Continuous variables were reported as mean ± SD. Skewed variables were summarized as median and range. SPSS software version 13.0 (SPSS, Inc., Chicago, Illinois) was used for all analyses. The comparisons of diameters were drawn by 2-sided paired sample t tests. A value of p < 0.05 was considered significant.

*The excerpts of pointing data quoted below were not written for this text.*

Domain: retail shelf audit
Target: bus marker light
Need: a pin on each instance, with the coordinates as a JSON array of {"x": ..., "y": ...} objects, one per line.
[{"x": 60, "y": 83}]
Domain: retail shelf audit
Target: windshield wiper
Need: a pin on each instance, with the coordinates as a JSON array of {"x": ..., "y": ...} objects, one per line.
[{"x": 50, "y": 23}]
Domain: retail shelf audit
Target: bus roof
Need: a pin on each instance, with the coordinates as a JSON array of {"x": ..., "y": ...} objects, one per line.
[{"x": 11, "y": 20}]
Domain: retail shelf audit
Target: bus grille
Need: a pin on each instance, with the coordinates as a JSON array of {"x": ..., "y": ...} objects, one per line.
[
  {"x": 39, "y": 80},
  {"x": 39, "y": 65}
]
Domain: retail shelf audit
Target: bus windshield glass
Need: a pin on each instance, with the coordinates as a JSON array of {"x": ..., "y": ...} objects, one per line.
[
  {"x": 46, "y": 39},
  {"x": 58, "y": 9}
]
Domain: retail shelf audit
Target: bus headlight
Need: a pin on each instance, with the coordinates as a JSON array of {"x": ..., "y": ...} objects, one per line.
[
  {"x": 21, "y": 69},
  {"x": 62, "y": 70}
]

The demographics of patients who underwent endovascular procedures are presented in Table 1. The mean age of patients was 65.0 ± 12.1 years (range: 45 to 78 years). The median time from onset of acute dissection to repair was 25.5 days (range: 6 to 353 days). We consider the 14-day period after onset of aortic dissection to be the acute phase. After that period, the dissection was considered chronic. Endovascular treatment was accomplished in 5 patients (33.3%) in the acute phase and in 10 patients (66.7%) in the chronic phase. Treatment delay was intrinsic to the hospital referral system except in 1 patient treated at 353 days after occurrence of the dissection because of progressive false lumen enlargement. The false lumen in the ascending aorta expanded by 12 mm, resulting in tracheal compression, recurrent laryngeal nerve dysfunction, dyspnea, and hoarseness. The endovascular repair was undertaken because of these issues.

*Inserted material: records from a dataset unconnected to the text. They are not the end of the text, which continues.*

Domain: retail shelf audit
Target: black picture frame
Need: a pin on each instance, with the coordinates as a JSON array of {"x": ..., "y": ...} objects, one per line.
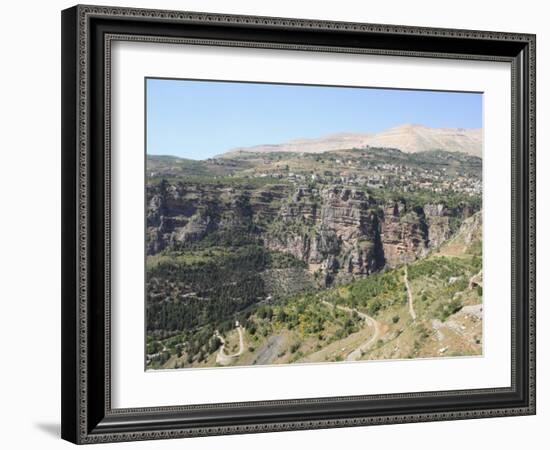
[{"x": 87, "y": 416}]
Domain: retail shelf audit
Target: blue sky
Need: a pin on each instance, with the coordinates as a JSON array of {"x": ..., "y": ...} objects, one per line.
[{"x": 201, "y": 119}]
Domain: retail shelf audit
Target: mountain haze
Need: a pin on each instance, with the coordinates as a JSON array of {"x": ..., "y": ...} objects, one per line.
[{"x": 407, "y": 138}]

One patient required angioplasty and stenting at a referral hospital 16 days after onset of the dissection because of false lumen–induced compromised flow to the left renal artery (Fig. 1). Two patients showed the proximal entry tears in the ascending aorta to be excluded, but flow persisted in the false lumen. This false lumen flow resulted from secondary tears in the descending aorta with retrograde flow, and these secondary tears were repaired using stent-graft coverage in the descending thoracic aorta (Hercules 36-60 stent graft, Microport, Shanghai, China, and Zenith TX2 36-197 stent graft, Cook) (Fig. 2).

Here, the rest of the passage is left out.